Reputation: 1229
I'm trying to set the filesystem creation time for a file on Mac OS using a ruby script.
On Mac OS X the 'ctime' represents the last time of inode modification rather than the file creation time, thus using ruby's File.utime() to set ctime will not help.
Using this hint [ http://inessential.com/2008/12/18/file_creation_date_in_ruby_on_macs ] I can retrieve a file's creation time:
Time.parse(`mdls -name kMDItemContentCreationDate -raw "#{filename}"`)
...but any idea on how to set it using ruby?
-- UPDATE --
Okay, I think I can actually do this with File.utime
in ruby.
Even though the ctime is technically not used by Mac OS to track file creation time, when you use utime
to update the ctime (along with the mtime, which must be simultaneously set) the filesystem appears to magically also update the creation time as per kMDItemContentCreationDate
.
So to set filename to a ctime of 1st Oct 2010 and a mtime of 2nd Oct 2010:
File.utime(Time.strptime('011010', '%d%m%y'), Time.strptime('021010', '%d%m%y'), filename)
Upvotes: 9
Views: 5897
Reputation: 1
Ruby uses the utimes system call to change the file-times.

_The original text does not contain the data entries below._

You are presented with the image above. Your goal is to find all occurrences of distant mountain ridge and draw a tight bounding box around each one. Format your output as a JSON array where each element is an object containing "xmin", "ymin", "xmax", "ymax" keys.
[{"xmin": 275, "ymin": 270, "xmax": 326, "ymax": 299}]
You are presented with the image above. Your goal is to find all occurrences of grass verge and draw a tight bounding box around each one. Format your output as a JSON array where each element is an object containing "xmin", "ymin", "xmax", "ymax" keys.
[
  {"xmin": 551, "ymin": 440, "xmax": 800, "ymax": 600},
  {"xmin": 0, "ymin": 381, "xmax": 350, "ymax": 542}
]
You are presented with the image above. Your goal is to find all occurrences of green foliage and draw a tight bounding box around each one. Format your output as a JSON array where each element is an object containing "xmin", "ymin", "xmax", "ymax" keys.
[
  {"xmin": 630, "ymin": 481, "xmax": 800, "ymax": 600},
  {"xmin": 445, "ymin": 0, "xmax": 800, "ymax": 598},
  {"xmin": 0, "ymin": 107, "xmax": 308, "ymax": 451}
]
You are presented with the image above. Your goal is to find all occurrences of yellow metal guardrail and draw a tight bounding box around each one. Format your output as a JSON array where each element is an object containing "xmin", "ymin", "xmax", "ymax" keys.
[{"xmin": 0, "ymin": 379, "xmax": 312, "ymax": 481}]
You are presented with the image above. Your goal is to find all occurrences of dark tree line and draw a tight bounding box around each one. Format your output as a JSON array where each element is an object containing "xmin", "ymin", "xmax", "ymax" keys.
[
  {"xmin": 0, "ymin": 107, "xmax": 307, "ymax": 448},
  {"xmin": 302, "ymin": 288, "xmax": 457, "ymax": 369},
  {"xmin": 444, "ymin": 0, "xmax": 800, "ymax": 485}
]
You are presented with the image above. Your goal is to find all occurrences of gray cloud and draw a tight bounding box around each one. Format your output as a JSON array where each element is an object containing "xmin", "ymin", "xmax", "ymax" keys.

Reading the man-page for utimes explains what happens:
int utimes(const char *path, const struct timeval *times); .. If times is non-NULL, it is assumed to point to an array of two timeval structures. The access time is set to the value of the first element, and the modification time is set to the value of the second element. For file systems that support file birth (creation) times (such as UFS2), the birth time will be set to the value of the second element if the second element is older than the currently set birth time. To set both a birth time and a modification time, two calls are required; the first to set the birth time and the second to set the (presumably newer) modification time. ...
So ctime only get updated backwards in time.
Upvotes: 0
Reputation: 5724
This works for me to update creation time on OS X 10.11.1:
system "SetFile -d '#{time.strftime "%m/%d/%Y %H:%M:%S"}' #{file}"
No claims of portability - SetFile is an OS X command (and the man page says it's deprecated with XCode 6, so may not work for very long) - couldn't find another way to do it though, Time.utime
didn't update creation time, but only modified and accessed time.
See: https://apple.stackexchange.com/q/99536/65787
Upvotes: 3
Reputation: 16012
There is a Ruby solution with the method utime
. But you will have to set modification time (mtime) and access time (atime) at once. If you want to keep access time you could use:
File.utime(File.atime(path), modification_time, path)
See Ruby core documentation as well.
Upvotes: 16
Reputation: 141
So you've definitely got a pure Ruby solution working, but since this is OS X, are you opposed to exec()
or system()
and just using touch
? In your case, I'd almost prefer:
system "touch -t YYYYMMDDhhmm /what/ever"
if for no other reason than clarity.